Aorta organ culture has been widely used as an ex vivo model for studying vessel pathophysiology. Recent studies show that the vascular smooth muscle cells (VSMCs) in organ culture undergo drastic dedifferentiation within the first few hours (termed early phenotypic modulation). Loss of tensile stress to which aorta is subject in vivo is the cause of this early phenotypic modulation. However, no underlying molecular mechanism has been discovered thus far. The purpose of the present study is to identify intracellular signals involved in the early phenotypic modulation of VSMC in organ culture. We find that the drastic VSMC dedifferentiation is accompanied by accelerated actin cytoskeleton dynamics and downregulation of SRF and myocardin. Among the variety of signal pathways examined, increasing actin polymerization by jasplakinolide is the only one hindering VSMC dedifferentiation in organ culture. Moreover, jasplakinolide reverses actin dynamics during organ culture. Latrunculin B (disrupting actin cytoskeleton) and jasplakinolide respectively suppressed and enhanced the expression of VSMC markers, SRF, myocardin, and CArG-box-mediated SMC promoters in a VSMC line. These results identify actin cytoskeleton degradation as a major intracellular signal for loss of tensile stress-induced early phenotypic modulation of VSMC in organ culture. This study suggests that disrupting actin cytoskeleton integrity may contribute to the pathogenesis of vascular diseases.
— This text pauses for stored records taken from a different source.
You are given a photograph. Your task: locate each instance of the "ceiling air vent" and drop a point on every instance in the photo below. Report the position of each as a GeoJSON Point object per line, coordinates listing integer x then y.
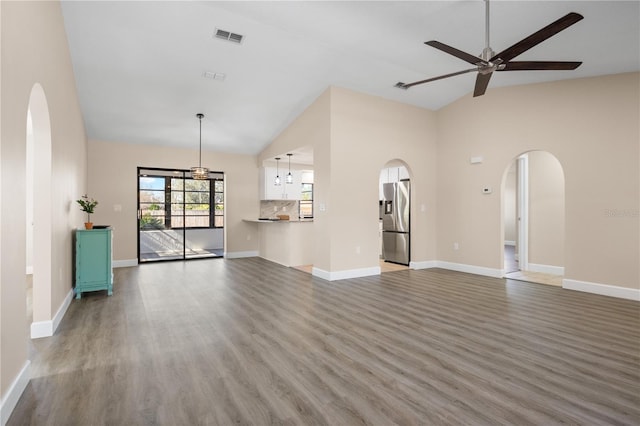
{"type": "Point", "coordinates": [228, 36]}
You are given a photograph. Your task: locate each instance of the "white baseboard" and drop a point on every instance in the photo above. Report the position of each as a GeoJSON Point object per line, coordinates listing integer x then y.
{"type": "Point", "coordinates": [346, 274]}
{"type": "Point", "coordinates": [602, 289]}
{"type": "Point", "coordinates": [546, 269]}
{"type": "Point", "coordinates": [240, 254]}
{"type": "Point", "coordinates": [423, 264]}
{"type": "Point", "coordinates": [14, 393]}
{"type": "Point", "coordinates": [48, 328]}
{"type": "Point", "coordinates": [125, 263]}
{"type": "Point", "coordinates": [471, 269]}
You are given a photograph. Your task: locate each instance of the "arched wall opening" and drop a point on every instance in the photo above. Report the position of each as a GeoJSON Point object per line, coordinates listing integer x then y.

Keywords: Actin cytoskeleton, phenotype modulation, organ culture, tensile stress, stretch, Jasplakinolide

Introduction

Vascular smooth muscle cells (VSMC) play important roles in vessel contraction, the regulation of blood vessel tone, blood pressure and blood flow distribution (Albinsson and Hellstrand, 2007; Hayashi et al., 2001; Owens et al., 2004) . Unlike terminally differentiated skeletal and cardiac muscle cells, VSMCs retain the ability to modulate phenotypes ranging from the contractile state to the proliferative synthetic state in response to physiological and pathological stimuli. Under normal conditions, adult differentiated VSMC express a distinct repertoire of SMC specific marker genes including SM22α (SM22), SM α-actin (SMA), and SM myosin heavy chain (SM-MHC). In response to vascular injury, VSMC alter their phenotype towards a dedifferentiated state characterized by decreased expression of SMC marker genes and increased proliferation and migration. Such phenotypic modulation of VSMC is essential for vascular development and the progression of vascular diseases such as atherosclerosis and restenosis (Owens et al., 2004; Pipes et al., 2006).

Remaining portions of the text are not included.